Некоторым кажется, что после такого взвешивания должно непременно победить другое восклицание: «Ах, как было хорошо!» Но, во-первых, это означает, что люди недостаточно подумали, поторопились с ответом. Во-вторых же – ну господи, ах, как было хорошо! Ну и что же, ну и что? Разве одно другому противоречит?
…Вот вам пожалуйста. Судите сами. В лесном поселке под Москвой стоял огромный дом. Ну допустим, огромный. Конечно, хозяева были он и она, для двоих это как бы чересчур. Поселок, естественно, писательский. Это было довольно давно, и отсюда мне кажется – мы все были совершенно молодые и жили весело, сумбурно, поспешно, одним словом, небогато, и ах как было хорошо…

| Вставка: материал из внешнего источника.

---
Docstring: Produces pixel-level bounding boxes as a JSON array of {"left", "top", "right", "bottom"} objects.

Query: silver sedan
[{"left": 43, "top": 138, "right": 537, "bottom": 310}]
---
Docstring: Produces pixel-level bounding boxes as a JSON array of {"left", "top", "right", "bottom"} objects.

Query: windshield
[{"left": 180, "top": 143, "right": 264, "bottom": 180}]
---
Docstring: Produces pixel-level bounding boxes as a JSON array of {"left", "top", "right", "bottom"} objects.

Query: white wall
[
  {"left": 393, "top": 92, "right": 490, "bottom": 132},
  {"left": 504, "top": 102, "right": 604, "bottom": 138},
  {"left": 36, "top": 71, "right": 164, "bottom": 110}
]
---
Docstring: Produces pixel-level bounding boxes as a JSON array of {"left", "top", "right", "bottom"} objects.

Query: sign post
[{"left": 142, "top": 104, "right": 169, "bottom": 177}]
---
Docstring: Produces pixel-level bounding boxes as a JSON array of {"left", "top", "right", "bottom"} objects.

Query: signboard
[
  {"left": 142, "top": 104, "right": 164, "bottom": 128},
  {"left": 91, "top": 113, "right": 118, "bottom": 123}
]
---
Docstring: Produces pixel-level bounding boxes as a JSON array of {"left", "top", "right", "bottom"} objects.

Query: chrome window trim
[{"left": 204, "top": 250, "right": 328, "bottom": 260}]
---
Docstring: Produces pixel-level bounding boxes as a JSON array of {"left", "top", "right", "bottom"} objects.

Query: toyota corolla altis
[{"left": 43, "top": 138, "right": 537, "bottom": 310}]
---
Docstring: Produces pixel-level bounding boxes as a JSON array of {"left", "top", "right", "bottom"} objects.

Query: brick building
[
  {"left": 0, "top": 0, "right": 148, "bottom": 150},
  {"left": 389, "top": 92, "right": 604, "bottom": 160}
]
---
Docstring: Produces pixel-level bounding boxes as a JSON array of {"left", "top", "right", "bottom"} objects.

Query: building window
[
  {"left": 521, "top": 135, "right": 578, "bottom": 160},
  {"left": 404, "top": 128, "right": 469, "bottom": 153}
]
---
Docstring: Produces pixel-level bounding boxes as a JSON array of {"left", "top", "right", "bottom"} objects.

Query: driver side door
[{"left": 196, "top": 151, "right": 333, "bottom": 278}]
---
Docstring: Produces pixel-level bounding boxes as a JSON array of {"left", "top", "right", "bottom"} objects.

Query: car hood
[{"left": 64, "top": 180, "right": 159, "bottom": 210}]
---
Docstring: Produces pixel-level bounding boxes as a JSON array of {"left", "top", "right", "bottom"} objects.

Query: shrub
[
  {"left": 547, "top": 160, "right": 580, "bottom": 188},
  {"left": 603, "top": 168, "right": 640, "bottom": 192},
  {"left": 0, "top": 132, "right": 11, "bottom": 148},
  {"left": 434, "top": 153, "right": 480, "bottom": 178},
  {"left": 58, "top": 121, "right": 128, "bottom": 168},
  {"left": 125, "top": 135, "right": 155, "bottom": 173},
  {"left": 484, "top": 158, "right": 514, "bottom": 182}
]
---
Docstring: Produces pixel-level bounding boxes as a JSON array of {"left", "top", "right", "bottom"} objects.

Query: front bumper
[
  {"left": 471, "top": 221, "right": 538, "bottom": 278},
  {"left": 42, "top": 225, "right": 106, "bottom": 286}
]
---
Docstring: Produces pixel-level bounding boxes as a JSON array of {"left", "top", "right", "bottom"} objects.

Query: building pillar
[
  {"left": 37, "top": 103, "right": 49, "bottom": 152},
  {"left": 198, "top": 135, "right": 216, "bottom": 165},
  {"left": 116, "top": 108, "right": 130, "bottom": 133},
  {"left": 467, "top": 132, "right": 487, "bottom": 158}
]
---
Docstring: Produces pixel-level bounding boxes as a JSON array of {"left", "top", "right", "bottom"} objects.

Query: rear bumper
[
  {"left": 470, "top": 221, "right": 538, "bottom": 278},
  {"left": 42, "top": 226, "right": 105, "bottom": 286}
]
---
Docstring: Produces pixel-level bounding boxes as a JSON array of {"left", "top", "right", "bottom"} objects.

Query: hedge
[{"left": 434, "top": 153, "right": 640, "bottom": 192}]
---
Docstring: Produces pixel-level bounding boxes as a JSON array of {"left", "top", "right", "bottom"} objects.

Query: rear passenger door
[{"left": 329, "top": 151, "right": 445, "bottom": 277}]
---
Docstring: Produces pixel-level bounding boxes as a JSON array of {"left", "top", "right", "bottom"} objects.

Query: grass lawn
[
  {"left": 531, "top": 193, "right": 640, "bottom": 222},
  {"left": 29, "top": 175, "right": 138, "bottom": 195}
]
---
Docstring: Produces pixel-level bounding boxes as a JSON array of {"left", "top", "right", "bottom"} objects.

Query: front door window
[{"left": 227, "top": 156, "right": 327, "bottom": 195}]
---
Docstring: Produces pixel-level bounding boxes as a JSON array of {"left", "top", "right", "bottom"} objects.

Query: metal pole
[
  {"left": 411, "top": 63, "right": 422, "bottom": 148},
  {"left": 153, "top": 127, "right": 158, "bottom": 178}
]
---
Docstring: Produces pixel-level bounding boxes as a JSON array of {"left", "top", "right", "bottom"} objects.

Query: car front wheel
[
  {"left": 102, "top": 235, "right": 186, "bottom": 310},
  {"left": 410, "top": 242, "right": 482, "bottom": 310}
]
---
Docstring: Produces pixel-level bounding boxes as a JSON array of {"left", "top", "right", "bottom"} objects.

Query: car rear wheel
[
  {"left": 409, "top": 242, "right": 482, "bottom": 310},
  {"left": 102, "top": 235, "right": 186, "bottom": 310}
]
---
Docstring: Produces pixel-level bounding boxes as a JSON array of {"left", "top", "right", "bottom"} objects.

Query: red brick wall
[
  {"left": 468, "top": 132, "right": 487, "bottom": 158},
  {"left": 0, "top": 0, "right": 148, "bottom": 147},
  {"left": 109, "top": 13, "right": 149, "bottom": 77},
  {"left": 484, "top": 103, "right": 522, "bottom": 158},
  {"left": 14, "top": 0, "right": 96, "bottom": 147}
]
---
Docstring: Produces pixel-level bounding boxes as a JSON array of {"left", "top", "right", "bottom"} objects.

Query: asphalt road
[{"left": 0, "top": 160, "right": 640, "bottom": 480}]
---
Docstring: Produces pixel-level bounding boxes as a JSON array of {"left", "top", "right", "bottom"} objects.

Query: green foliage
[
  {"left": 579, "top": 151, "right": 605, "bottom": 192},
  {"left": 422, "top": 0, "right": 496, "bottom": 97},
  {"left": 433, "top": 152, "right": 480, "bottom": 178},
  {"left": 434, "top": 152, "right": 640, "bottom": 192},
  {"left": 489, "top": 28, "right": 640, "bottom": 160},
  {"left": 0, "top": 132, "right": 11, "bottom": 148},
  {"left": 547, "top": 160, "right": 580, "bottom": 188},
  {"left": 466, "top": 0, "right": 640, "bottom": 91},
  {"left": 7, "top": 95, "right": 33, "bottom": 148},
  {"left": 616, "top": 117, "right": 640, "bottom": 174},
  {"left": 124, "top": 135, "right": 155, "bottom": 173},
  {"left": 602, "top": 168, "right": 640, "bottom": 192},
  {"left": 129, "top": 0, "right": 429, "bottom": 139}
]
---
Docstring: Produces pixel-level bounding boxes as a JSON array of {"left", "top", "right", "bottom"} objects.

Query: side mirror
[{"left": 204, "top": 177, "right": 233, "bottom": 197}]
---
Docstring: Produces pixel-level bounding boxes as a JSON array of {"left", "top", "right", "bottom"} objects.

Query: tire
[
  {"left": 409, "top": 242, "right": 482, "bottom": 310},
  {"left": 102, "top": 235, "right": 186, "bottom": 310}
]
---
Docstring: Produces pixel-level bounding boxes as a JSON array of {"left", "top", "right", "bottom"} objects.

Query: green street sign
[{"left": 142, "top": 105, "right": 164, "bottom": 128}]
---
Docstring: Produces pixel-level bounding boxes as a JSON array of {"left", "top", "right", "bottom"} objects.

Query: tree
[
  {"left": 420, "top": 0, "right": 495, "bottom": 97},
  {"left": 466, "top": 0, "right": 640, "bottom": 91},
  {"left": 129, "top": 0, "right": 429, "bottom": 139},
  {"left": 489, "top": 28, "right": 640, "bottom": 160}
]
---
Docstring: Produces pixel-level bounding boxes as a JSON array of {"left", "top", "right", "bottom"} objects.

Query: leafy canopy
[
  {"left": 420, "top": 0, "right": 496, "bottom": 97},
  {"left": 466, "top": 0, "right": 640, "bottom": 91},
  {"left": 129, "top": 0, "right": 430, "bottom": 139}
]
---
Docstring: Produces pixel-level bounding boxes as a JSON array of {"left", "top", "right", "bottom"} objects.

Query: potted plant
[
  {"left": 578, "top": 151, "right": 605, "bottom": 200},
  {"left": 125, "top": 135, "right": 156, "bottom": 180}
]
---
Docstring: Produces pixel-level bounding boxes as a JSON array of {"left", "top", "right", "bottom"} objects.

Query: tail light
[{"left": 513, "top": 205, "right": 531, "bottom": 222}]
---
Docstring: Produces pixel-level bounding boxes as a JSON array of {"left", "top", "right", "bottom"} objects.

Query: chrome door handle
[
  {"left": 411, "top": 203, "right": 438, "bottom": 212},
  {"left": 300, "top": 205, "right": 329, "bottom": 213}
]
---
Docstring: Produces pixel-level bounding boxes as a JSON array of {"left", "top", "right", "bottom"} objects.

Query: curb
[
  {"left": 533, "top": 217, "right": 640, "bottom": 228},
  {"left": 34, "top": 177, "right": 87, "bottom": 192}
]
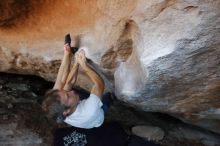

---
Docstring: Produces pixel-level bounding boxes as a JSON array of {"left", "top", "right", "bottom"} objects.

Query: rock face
[{"left": 0, "top": 0, "right": 220, "bottom": 133}]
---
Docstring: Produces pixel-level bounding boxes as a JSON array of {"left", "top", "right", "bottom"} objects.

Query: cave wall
[{"left": 0, "top": 0, "right": 220, "bottom": 133}]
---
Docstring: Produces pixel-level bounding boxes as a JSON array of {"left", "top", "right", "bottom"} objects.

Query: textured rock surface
[
  {"left": 0, "top": 73, "right": 220, "bottom": 146},
  {"left": 0, "top": 0, "right": 220, "bottom": 133}
]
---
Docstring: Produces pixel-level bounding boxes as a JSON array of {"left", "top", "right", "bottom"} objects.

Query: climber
[{"left": 42, "top": 34, "right": 110, "bottom": 129}]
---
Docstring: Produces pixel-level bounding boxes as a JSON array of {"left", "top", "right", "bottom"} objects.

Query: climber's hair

В поселке крест-накрест идут улочки, а в них за рядами берез, осин и сосен прячутся солидные эти дачи. Островерхие крыши как будто дружно пришагали из Прибалтики, в Москве таких почти не встретишь. По улочкам изредка прогуливаются по два-три человека, пробегают деловитые собаки. Их обязательно подкармливают женщины поселка. И все здесь тихо, красиво, солидно, ничто не мешает писателю писать и обдумывать написанное.
…А мы как раз тогда были очень молодые и, допустим, без должного уважения к писателям собирались в том чудесном доме. Он был такой один на весь поселок, а теперь, через двадцать лет, выясняется, что и на всем белом свете. Хозяева, он и она, были, конечно, всех нас постарше. Оба переводчики, оба уважаемые в своем деле. Тогда у них, у Рослиных, много вышло книжек, поэтому и появилась дача. Дальше книжек поубавилось, стали жить все скромнее, но дача стояла гордо, возвышаясь над местными соснами и березами, а также над всеми проблемами быта и денег. И кто только не перебывал в доме Рослиных! Поэты, актеры, художники, философы, кинорежиссеры, музыканты… Но дело не в именах и не в занятиях людей, а дело в этом доме, что всех соединил, и еще дело – в судьбе. И тут, надо признаться, все похоже на сказку, на сговоренность. Судите сами. Двадцать лет назад вся наша компания состояла из беспечных и безденежных, невезучих и неунывающих: все будет хорошо, это каждый твердо знал. Такие наши годы, походы и погоды. Особенно остро наша самоуверенность проявлялась зимой. Поселок замирал в чистейших и тучных сугробах. Воздух, как и время, был ясен и никуда не двигался. И каждый из нас добирался автобусом до тридцать шестого километра, потом измерял ботинками, а то и валенками снеговое пространство от шоссе до поселка и в конце перехода, краснощекий и шумно дышащий, оборачивался на пройденный путь: белое поле и длинный ряд веселых многоточий…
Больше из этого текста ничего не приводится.